Similar concerns have been voiced about the DSM's validity. Where, for example, should we draw the line between illness and normal, common human experiences such as sadness? With reference to depression, many clinicians feel the diagnostic threshold - the line that separates normality from disorder - in the DSM's current edition is already far too low. In DSM 5, it will be even lower. And with reference to validity, what types of behaviours should be regarded as illnesses rather than life-style choices or eccentricities? For instance, internet addiction was discussed for possible inclusion in DSM 5.
One of the confirmed new illnesses appearing in DSM 5 will be known as "disruptive mood dysregulation disorder", which is to be diagnosed in children between the ages of 6 and 12 who tend to be cranky and irritable and exhibit disruptive outbursts more than three times per week. We might once have tried to moderate a child's tantrum by reminding them that a policeman takes naughty boys and girls away. In the future, psychiatrists may come to occupy this behaviour-modifying role.
The British Psychological Society (BPS) has been particularly constructive in its criticism of the DSM. In a 2011 statement to the system's publishers, the BPS expressed concern about the continuous medicalisation of natural and normal responses to distressing experiences. The members also suggested that classifying these problems as illnesses misses the social context, and often the social causes, of such problems.
The US National Institute for Mental Health (NIMH) recently announced that it would no longer be funding psychiatric research that utilised the DSM categories, preferring instead to support research that looks at symptoms that cut across categories.
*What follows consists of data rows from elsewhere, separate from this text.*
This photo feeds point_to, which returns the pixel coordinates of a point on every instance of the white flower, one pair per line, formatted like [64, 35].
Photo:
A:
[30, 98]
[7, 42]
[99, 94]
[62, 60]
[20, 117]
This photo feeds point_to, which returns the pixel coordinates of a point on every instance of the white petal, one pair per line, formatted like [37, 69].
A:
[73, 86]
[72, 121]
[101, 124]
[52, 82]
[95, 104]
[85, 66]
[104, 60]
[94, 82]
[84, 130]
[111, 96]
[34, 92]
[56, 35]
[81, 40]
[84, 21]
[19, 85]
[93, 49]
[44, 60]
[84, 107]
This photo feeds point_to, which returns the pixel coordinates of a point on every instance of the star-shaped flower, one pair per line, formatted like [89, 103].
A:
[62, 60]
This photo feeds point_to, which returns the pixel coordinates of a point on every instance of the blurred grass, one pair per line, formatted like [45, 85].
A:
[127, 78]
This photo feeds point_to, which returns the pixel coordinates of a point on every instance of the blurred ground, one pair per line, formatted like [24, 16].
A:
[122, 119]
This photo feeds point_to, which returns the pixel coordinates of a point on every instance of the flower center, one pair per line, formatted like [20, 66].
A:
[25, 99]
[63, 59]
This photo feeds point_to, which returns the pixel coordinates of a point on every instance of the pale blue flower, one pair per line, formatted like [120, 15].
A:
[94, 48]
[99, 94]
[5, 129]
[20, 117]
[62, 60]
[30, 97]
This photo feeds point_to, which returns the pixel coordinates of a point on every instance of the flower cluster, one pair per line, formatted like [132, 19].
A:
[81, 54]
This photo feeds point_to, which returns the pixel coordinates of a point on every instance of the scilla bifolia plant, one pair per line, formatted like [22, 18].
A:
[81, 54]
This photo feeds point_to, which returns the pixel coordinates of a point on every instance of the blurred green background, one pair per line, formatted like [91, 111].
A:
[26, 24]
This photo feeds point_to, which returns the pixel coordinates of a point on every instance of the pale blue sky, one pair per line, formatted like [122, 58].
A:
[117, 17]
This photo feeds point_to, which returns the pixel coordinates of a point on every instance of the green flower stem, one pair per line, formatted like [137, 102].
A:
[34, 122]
Professor Peter Kinderman, a vocal critic of the DSM 5, described this announcement from NIMH as a "kill shot" to the DSM.
Psychiatry seems to be intent on creating new illnesses rather than eliminating old ones. Professor Richard Bentall, another advocate of reforms to psychiatry, suggests the only ones that benefit from the DSM 5's broader categories and lower diagnostic thresholds are pharmaceutical companies and mental health professionals with busy private practices.
Many psychiatric illnesses are just common human experiences wrapped in a cloak of medical jargon and woven out of sophisticated biochemical theories. This cloak, in some cases, might be comforting, but it also masks the true nature of the problem and offers only drugs to numb the pain.
Within the context of the UAE, we should be particularly wary of the DSM 5, as this latest edition of "psychiatry's Bible" is likely to medicalise a lot of normal, culturally-appropriate responses to distress.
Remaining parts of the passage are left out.